In Bishop – a lovely tree-shaded and mural-rich town popular with mountaineers, rock climbers and anyone who wishes to head into the Eastern Sierras with a guide and pack mules – two welcoming, friendly and terrific women met me under the “Route 6; 3,205 Miles to Provincetown, MA” sign. Fellow Connecticut native, Patty Holton, President and the Bishop Mural Society and Ceramic Professor at Cerro Coso Community College, and Susan Olson, VP of the Bishop Mural Society, escorted me around to see some of the exceptionally skillful art-painted-on-the-side-of-buildings. The newest soon-to-be-debuted mural is actually made up of ceramic tiles created by students and parents and represents the landscape, animals and flora and fauna from the 4,000 ft. elevation at the valley floor to the 14,000 ft. summit of Mt. Whitney. It is a striking creation, and one I caught just being completed and grouted. My photos barely do it justice. All I can say is that it should be a tourist attraction.
Mules figure prominently in Bishop; they now provide the brawn for overnight camping trips, but years ago, they were used in mining talc, silver and tungsten (used in light bulbs). One mural is a mining map of Bishop. Another shows a 1904 22 mule team pulling a massive water wheel as electric generator for Power Plant #3. Interesting to learn that modern technology of the day made use of such primitive means of transport. No surprise that Bishop celebrates its hard-working donkeys with a Mule Days Festival every Memorial Day weekend.
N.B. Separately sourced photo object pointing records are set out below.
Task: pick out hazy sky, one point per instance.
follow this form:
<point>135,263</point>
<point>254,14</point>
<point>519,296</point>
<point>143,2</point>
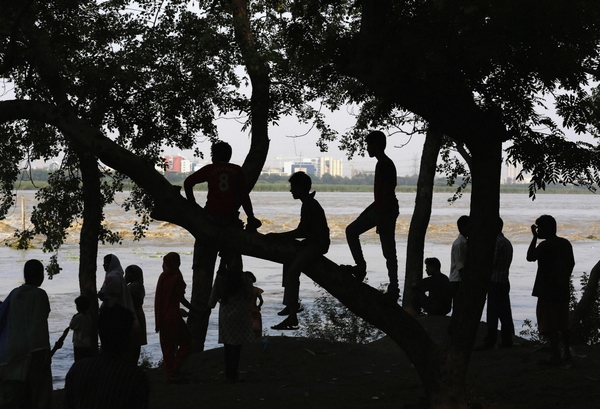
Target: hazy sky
<point>404,151</point>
Melting snow from the mountains around here supplies most of the water for Los Angeles; a contentious subject in these days of water-wars. Locals must get their water from wells, and a complex aqueduct carries the precious liquid nearly 250 miles South from the hills.
Though I didn’t eat or stay in Bishop, Patty and Susan passed along suggestions for dining and lodging. Jacks for breakfast, Whiskey Creek for lunch or dinner and the Creekside Hotel, they say, is “the nicest, swankiest place in town.”